After a while, her brother-in-law, Henry Dyzenhaus, who had also survived, found her. After questioning other survivors, they heard that her sister, Faye, Henry’s wife, had been seen alive toward the end of the war. With hope, they searched other DP camps and eventually found Faye. Henry and Faye were her only relatives who survived the war. Also searching for loved ones was Alter ‘Arthur’ Slomnicki, who had known Bronia’s family before the war. Bronia and Arthur married and settled in Feldafing, another displaced persons camp, near Munich. They joyfully had daughter, Reba, there, and waited for a sponsor in America, so they could gain an entry visa.
In 1949, they obtained sponsors and were allowed to enter the U.S. and settled in Jacksonville, Fla. Arthur found a job as a kosher butcher, and two more children, Esther and Samuel, followed. Bronia kept their home, learning English by watching daytime television. While they were not wealthy, both parents were dedicated to seeing that their children had a better life than they had, and theirs was a happy home.
Arthur died in 1967, and Bronia found herself a single parent with three children. She took a job with the Jacksonville Jewish Center and continued to maintain her home and raise her children, instilling in them the values that would make all of them successful in life.
In 1975, Bronia married Theodore Merlin, and they had a loving marriage until his death in 1993, when Bronia moved into independent living near her daughter, Esther, in Atlanta. As Bronia’s life slowed and she had time to think about the war years, she suffered from PTSD, frequently having nightmares and crying out during her sleep. During one of these nightmares, where she was being chased by the Nazis, she tried to run away, causing her to fall out of bed, and resulting in a broken neck. While she survived, she was unable to live by herself any longer, and in 2007, she moved in with her daughter, Reba, and her husband, Jonathan, in Wilmington, who lovingly cared for her for 10 years.

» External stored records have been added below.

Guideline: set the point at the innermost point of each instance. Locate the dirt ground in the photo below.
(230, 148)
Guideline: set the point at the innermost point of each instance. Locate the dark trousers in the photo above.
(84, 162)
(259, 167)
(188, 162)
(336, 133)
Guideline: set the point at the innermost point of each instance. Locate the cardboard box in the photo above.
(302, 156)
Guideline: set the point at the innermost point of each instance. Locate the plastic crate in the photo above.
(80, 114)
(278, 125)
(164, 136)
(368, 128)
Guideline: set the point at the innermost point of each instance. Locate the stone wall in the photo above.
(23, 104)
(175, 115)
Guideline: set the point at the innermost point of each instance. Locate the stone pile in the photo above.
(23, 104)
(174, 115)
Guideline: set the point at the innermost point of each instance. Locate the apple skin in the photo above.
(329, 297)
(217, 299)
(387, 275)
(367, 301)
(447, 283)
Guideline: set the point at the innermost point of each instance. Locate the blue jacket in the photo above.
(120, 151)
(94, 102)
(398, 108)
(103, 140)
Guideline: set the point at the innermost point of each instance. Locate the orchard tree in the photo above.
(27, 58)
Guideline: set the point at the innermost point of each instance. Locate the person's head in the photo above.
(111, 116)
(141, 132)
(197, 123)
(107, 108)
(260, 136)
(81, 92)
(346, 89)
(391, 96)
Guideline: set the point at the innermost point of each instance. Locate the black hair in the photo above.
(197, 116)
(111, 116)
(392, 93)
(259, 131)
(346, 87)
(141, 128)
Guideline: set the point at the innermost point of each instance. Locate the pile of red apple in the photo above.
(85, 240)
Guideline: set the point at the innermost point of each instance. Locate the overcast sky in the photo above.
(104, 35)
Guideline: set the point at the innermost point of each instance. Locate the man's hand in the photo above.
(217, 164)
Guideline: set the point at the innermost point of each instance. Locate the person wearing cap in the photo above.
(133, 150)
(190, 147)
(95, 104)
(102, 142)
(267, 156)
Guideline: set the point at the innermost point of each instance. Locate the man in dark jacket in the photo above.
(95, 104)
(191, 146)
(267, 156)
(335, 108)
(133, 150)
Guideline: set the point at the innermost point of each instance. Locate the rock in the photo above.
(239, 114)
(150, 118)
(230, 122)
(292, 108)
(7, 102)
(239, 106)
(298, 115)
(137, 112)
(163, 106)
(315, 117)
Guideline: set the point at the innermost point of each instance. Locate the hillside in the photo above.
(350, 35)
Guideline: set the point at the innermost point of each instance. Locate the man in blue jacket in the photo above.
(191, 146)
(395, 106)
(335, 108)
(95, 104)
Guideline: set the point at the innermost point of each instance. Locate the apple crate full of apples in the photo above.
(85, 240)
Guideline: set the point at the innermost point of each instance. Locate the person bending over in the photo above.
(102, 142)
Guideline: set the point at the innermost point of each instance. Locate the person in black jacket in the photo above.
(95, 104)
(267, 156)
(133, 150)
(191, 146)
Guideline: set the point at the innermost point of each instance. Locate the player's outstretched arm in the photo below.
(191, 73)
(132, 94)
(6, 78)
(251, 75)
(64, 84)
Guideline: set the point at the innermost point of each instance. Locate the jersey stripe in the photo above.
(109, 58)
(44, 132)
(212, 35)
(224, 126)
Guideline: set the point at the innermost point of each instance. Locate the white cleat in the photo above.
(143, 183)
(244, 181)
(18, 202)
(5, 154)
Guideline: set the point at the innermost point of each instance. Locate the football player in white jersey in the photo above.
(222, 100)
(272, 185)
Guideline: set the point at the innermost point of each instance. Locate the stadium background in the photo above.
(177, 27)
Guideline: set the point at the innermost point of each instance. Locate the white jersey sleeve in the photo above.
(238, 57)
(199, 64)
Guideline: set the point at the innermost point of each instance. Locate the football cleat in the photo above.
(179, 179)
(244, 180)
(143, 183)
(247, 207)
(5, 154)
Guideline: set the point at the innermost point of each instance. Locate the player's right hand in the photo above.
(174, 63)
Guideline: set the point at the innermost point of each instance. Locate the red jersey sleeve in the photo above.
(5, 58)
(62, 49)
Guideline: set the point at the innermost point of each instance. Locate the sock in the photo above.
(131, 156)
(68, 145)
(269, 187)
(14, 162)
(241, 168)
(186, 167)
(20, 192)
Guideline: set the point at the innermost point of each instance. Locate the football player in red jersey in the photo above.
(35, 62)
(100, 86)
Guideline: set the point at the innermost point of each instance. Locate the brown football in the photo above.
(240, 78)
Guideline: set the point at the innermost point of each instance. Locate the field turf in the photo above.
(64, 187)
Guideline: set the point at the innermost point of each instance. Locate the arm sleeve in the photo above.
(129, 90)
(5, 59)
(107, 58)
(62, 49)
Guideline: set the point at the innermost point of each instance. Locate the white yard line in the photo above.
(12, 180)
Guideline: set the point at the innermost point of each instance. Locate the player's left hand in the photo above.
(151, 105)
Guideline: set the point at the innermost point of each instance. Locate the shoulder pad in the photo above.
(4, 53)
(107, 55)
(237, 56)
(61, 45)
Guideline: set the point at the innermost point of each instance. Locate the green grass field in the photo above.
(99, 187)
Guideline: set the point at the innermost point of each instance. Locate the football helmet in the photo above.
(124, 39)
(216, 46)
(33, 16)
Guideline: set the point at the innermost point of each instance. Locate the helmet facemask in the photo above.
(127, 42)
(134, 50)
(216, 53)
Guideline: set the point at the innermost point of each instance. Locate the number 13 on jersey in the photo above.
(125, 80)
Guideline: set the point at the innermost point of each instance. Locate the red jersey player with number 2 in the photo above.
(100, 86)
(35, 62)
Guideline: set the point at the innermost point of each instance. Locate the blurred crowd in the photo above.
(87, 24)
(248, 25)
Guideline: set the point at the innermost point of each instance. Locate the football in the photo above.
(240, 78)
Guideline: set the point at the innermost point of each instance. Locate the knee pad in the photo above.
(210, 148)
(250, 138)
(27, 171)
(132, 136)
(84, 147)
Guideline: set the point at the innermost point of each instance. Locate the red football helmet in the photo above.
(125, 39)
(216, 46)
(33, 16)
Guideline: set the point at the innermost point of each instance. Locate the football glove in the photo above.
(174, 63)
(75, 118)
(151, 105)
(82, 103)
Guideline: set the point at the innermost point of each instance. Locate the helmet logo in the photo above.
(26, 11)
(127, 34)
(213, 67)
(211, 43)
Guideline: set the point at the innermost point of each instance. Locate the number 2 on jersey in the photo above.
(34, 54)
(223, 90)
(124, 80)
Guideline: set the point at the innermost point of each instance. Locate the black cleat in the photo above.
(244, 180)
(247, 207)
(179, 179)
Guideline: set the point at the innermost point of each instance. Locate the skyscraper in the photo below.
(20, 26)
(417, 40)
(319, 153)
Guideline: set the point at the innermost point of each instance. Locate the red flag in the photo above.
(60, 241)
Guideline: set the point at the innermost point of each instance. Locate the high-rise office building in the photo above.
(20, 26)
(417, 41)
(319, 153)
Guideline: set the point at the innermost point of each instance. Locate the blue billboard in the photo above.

While living in Wilmington, she spoke at UNCW, CFCC, and many schools and churches, telling of her experiences during the Holocaust. Bronia would always show her arm to reveal the tattooed number 67680, which was used to identify and dehumanize the prisoners. In this way, she ensured that others would never forget.
She related well to young people, who were amazed to hear how she was taken in the middle of the night, and of the ‘selections,’ where, with a motion of their thumb, German officers would determine life or death. Her talks made a big impression on them, as evidenced by the many notes that she received. She spoke often, until her health began to deteriorate.
Bronia wanted the world to know what happened to her and others, not only to share her personal story, but to give testimony for those who suffered or perished. She urged all who heard her speak to not be bystanders and to speak up when they witness injustice against others.
Bronia was a loving mother, always putting her children first and sacrificing, so that they could have whatever they needed. She was a wonderful, spirited, feisty woman, who lived a full life after surviving one of the worst episodes in history. She will be dearly missed by her children, grandchildren and many friends. We like to think that she is now at peace and with the loved ones she lost. May she rest in peace, and may her memory be a blessing.
Bronia Merlin is survived by her three children, Reba Alper (Jonathan) of Wilmington, Esther Rosenfeld (Dr. Joseph) of Atlanta and the Honorable Samuel Slom (Joyce) of Miami; and three grandchildren, Wendy Alper of New York, Aaron Rosenfeld of New York and Jeffrey Rosenfeld of Los Angeles.
Funeral services will be held at 11 a.m. Tuesday, March 14, at B’nai Israel Synagoge, Wilmington.